This recipe is updated to reflect how I make enchiladas.
The word enchilada is composed of en (in) plus chili (chili pepper). It basically means imbuing a (corn) tortilla with a chili sauce. Apparently, this can be done before or after cooking the tortilla. I prefer to do it after because it makes a lot less mess.
Chili sauce is easily purchased—at least it suits me. To make it requires something like firing and roasting chilis, then grinding them into a paste and adding water or some other liquid.
In Mexican restaurants in the United States, enchiladas are served in the style of enchiladas suizas which means “Swiss-style.” Historically, it may have nothing to do with Swiss immigrants to Mexico.
One story goes that a couple of guys from San Francisco bought an old pharmacy in Mexico City near the turn of the XXth century to turn it into a restaurant. They (or their cook) began to smother an enchilada in a béchamel and cheese sauce. The dish became wildly popular particularly among tourists who imported it to the United States where the smothering in cheese is expected even if the sauce isn’t always a proper béchamel.
The enchilada appeared in the first Mexican cookbook, published in 1831, El cocinero mexicano.
I tend to favor red sauce on beef and cheese enchiladas and green sauce on chicken, pork and cheese enchiladas. And lots of cheese. And lots of guacamole. And lots of sour cream.
8-12 people, 2 enchiladas each. Figure 1 oz. enchilada sauce for each enchilada you make. This includes the dipping and having some for it to soak in afterward.
|8 thighs||chicken (or breast meat totalling 3-3½ lbs)|
|1 tsp||ground cumin (optional)|
|1 can||chicken stock (14 oz)|
|1 tiny can||canned, green chilis or jalapeños|
|—||jack cheese, grated|
|1 large can||enchilada sauce (green)|
|—||pico de gallo (optional)|
1. If using chicken breast, brine for 30 minutes, then brown and chop or dice.
If using dark chicken or pork, leave on bone if not boneless, season with salt, pepper and ground cumin, brown well in (just a bit of) oil, then place in a crock pot with the chicken stock and green chilis. Cook for about 4 hours at 300° until tender (on high to start, then on low if your crock pot has only those settings). This will soften the dark meat and make the collagen come out, just as for pulled chicken. Pull the meat as you would for pulled chicken. The only waste will be the skin you pull off, the bone and a little piece of cartiledge at one end.
Note: Toast the cumin in a sauté pan over a hot flame until it begins to turn brown. Cool and grind. Add to crock pot.
2. Coat the bottoms of three 13×9 Pyrex baking dishes with enchilada sauce.
3. Fry tortillas in enough oil to cover them until nearly crisp. Dip them immediately (before they harden) into enchilada sauce, fill with a little meat and cheese, then roll with the ends open (so, NOT like a burrito) and place in the baking dish with liberal additions of echilada sauce. Frying the tortillas is what prevents all of them from becoming one solid mass while waiting to be served (on counter, in oven, etc.).

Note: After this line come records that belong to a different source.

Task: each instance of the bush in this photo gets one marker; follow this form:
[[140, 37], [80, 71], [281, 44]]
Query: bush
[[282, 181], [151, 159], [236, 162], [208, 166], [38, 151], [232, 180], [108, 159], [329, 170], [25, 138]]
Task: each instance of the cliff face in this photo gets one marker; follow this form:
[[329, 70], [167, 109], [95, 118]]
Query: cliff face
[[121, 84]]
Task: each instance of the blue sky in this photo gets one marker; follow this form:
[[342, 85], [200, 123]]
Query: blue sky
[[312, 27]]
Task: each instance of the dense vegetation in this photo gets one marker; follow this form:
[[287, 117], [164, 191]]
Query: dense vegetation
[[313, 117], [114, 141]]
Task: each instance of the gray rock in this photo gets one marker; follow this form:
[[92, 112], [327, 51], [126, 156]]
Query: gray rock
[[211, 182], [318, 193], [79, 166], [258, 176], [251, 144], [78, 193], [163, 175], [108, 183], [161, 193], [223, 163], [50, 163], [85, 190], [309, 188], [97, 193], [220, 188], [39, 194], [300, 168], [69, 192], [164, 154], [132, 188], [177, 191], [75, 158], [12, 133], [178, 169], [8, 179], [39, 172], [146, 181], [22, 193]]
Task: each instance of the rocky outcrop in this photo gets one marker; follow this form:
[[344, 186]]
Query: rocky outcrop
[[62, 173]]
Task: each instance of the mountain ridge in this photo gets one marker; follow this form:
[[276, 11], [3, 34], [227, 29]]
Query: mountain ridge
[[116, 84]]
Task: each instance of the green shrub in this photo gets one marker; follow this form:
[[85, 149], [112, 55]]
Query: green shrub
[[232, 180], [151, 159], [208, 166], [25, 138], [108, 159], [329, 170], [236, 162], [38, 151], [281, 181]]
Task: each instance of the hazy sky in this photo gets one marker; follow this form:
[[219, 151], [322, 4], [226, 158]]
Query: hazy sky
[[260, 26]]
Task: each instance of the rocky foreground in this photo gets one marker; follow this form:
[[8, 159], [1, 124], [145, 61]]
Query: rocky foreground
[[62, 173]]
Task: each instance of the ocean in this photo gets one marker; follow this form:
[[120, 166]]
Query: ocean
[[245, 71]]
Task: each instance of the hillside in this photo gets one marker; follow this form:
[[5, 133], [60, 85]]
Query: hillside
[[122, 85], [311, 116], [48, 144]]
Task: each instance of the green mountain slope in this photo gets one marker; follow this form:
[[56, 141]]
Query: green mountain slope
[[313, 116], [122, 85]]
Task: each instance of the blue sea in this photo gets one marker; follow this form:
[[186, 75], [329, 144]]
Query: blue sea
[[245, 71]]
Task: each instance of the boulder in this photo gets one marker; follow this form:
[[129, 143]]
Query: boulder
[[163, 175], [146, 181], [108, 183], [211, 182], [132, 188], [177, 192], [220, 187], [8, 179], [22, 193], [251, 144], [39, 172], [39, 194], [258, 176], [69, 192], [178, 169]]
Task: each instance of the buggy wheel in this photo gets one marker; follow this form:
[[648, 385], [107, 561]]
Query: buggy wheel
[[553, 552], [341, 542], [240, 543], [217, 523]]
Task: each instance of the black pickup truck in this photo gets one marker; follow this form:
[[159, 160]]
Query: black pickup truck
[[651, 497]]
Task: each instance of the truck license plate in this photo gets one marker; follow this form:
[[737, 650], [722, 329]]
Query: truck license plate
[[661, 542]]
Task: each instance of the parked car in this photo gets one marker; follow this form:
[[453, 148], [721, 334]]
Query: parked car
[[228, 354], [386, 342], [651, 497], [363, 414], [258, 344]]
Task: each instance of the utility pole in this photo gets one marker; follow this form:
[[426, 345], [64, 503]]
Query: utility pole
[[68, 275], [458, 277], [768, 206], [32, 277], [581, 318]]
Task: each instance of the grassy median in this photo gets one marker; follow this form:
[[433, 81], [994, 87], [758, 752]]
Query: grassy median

You can also set the tortillas aside for a few minutes or longer: if they are too hard, the sauce will soften them (works to a point anyway).
4. Place the baking dish (containing enchiladas) with a little grated cheese on top in a 350° oven for 10 minutes. Serve hot with additional cheese sprinkled over.
I used to lightly warm my tortillas in a few drops of oil, but they always stuck together. I asked a Mexican friend, Veronica, about this one day and she told me about frying them completely (just as for crisp-shell tacos) which keeps them safe from sticking together in the oven later.
If serving small crowd, plate the enchilada after removing from the oven along with a chili relleno, some Mexican rice and frijoles refritos (beans). Place place briefly in oven to melt cheese over the top, then garnish with pico de gallo, sour cream, guacamole and lettuce.